Closed sentry-io[bot] closed 3 years ago
this happened while processing the spider mexico_administracion_publica_federal eg https://api.datos.gob.mx/v1/contratacionesabiertas each page has a results array with 100 record packages, which means that for each page we are generating and writing 100 files, and that is why we got the "too many open files" error, from both, the _write method and from _post to kingfisher process
related to #607
I'm not 100% sure that this spider is the cause. If another spider was running at the same time and opened too many files, then any code that tried to open files would error. For example, the error in #607 is caused by OpenSSL attempting to open CA certificates, but the problem isn't with OpenSSL.

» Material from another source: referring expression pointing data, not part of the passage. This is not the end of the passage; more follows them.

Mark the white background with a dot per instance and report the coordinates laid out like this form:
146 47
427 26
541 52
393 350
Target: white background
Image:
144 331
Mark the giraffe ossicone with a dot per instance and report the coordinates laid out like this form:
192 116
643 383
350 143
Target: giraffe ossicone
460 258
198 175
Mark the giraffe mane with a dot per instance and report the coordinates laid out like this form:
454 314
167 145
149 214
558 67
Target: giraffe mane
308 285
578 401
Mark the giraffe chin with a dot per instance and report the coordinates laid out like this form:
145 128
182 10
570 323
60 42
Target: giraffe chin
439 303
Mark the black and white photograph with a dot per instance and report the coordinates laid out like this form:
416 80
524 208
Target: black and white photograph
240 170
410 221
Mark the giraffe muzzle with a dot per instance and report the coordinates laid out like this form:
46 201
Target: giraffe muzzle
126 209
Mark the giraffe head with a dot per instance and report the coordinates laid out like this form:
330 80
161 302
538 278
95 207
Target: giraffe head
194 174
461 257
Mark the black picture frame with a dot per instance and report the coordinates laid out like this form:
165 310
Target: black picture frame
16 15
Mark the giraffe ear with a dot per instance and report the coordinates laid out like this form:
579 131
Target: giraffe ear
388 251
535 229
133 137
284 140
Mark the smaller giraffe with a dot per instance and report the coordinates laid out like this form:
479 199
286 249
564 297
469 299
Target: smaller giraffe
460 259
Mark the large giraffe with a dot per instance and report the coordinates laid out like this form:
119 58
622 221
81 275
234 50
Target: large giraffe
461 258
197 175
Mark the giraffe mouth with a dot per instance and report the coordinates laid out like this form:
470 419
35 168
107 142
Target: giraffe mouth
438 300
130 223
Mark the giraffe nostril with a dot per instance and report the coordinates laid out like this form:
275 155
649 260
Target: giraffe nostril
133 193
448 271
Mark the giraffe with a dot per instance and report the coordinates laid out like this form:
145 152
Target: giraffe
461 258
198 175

Looking at https://collect.kingfisher.open-contracting.org/jobs, the CompressedFileSpider
spiders (which don't close files) running on February 15 included:
That said, I ran them one at a time locally and didn't have an issue. However, I think macOS might dynamically change the max open files, because when I started ulimit -n
was 256, and now it's 2560. Update: Indeed, my hard limit (ulimit -Hn
) is unlimited. However, Scrapyd's hard limit (cat /proc/PID/limits
, replacing PID
) is 4096, although the ocdskfs
user's hard limit (ulimit -Hn
) is 1048576.
Scrapy has some settings to control concurrent processing like CONCURRENT_ITEMS. If the problem persists after fixing CompressedFileSpider
, we can consider those settings.
Aha, this might also be an issue:
Update: Nevermind - FILES_STORE
is set, so that code is never run.
from that list, costa_rica_poder_judicial_releases is the most "problematic" one as it has only 1 zip file with 14.648 JSON files inside, and in CompressedFileSpider
we open each of them and yield File items super fast. So I will add a code to close the files in the ReadData
Middleware
related to this, while testing this with kingfisher process locally, I also got this error: https://sentry.io/organizations/open-contracting-partnership/issues/2080886892/?project=1404981&query=is%3Aunresolved . I'm not sure what the cause could be. Maybe we are sending too many items to kingfisher process? and we should use CONCURRENT_ITEMS as well?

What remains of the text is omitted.